Stan Graham, a part-time employee of the museum and a retired assistant fire management officer, was there. He fought fires for the Olympic National Forest for twenty-nine seasons and then turned his attention to his longtime love, local history. He is a big, bright, inquisitive, and garrulous fellow. Stan listened to Pete carefully. He knew the spot Pete was talking about was near my house, so he gave me a call. Stan was aware that Id worked for Puget Sound tribes for years and knew of my growing absorption with documenting the cultural and economic history of Oyster Bay. We had some common interests and I had mentored him through his effort to catalogue the prairies of the Olympic Peninsula. He helped me learn to read and use mid-nineteenth-century survey maps while I was working for the Puyallup Tribe of Indians.

On a summer day in 2004 Stan and Jan Parker, who also worked at the museum, picked me up at my place. My house is on the way to the site, just a half mile from the driveway that leads to the Olympia Oyster Company, near where Pete had said he remembered seeing the markers. As we bounced along gravel roads in Stans oversized pickup, I examined a small-scale map on which Pete had marked a huge black X with a felt pen. We had clippers, loppers, pruners, leather gloves, and a couple of cameras with us.

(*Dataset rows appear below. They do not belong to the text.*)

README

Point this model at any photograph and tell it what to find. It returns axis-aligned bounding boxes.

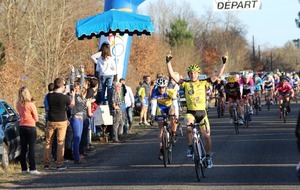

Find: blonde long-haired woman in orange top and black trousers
[17,86,40,175]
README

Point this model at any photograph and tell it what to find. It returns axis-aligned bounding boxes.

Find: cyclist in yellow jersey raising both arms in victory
[166,53,227,168]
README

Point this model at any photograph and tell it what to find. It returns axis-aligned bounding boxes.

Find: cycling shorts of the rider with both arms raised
[185,110,210,131]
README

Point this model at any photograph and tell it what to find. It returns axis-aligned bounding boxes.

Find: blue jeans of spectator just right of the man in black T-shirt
[70,117,83,161]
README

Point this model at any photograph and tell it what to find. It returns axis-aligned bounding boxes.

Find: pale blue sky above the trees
[138,0,300,49]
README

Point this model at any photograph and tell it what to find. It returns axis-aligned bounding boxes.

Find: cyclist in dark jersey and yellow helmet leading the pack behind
[225,76,244,125]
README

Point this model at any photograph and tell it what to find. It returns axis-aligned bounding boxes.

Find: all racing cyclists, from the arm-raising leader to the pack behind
[150,51,299,168]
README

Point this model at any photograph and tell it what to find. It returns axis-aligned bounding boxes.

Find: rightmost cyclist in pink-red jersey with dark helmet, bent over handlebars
[274,76,294,113]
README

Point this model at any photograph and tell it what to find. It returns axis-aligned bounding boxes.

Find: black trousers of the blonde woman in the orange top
[19,126,37,171]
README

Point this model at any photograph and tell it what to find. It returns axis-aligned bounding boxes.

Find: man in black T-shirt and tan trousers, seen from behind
[44,78,75,170]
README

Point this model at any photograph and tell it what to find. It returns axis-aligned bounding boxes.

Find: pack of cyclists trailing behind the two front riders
[209,72,300,125]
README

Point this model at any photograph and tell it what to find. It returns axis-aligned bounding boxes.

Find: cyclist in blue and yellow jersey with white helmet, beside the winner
[150,78,179,160]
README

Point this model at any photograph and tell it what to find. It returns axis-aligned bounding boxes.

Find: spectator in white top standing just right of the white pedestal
[120,78,134,133]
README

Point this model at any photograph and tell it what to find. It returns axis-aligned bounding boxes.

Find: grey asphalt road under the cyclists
[10,101,300,190]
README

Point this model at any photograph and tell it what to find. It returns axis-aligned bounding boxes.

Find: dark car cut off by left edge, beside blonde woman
[0,100,21,169]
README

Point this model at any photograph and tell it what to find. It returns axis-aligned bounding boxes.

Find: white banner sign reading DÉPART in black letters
[213,0,261,11]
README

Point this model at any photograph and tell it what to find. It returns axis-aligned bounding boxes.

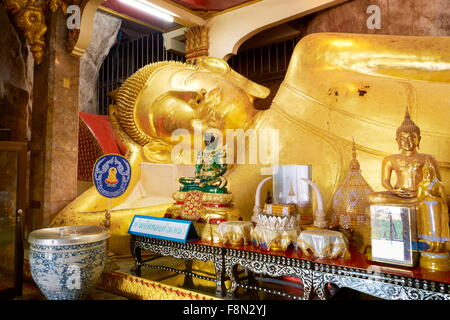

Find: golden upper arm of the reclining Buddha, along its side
[286,33,450,84]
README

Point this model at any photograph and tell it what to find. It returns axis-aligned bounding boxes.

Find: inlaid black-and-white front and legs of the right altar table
[224,248,450,300]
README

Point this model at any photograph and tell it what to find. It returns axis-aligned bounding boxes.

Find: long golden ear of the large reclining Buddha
[196,57,270,99]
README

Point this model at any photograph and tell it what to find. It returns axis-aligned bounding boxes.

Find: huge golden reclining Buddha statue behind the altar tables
[52,33,450,254]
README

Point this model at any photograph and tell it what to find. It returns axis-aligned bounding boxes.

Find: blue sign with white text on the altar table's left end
[128,215,198,242]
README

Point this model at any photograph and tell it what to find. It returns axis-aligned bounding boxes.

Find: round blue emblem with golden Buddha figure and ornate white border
[93,154,131,198]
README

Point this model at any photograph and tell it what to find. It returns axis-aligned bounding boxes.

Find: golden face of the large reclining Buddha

After a few inconclusive inquiries at company houses located on the incline above Oyster Bay, we hacked our way up a bushy hill we thought might be the right one. It had been enthusiastically overgrown with alders and blackberries since Petes decades-old clearing.

Through vines and branches we saw, all at the same time, what we were looking for. We shouted to each other, Look, weve found it. It seemed so unlikely. We were astonished at our own capacity for sleuthing. We had been given so few clues and the territory where the plot might have been was immense.

Now silent, aware that this was a sacred space, we walked toward the stones amid the ivy and brush. There were several visible. We knelt near the biggest block. This inscribed slab leaned against a gray, stout, moss-covered base. It took a few minutes to make out the letters through the lichen and discoloration on the monument. The children of Mr. and Mrs. Johnson, it read, Hattie and Henry. Henry died in 1895 at age seventeen. Hattie died in 1897 at age eighteen, according to the inscription.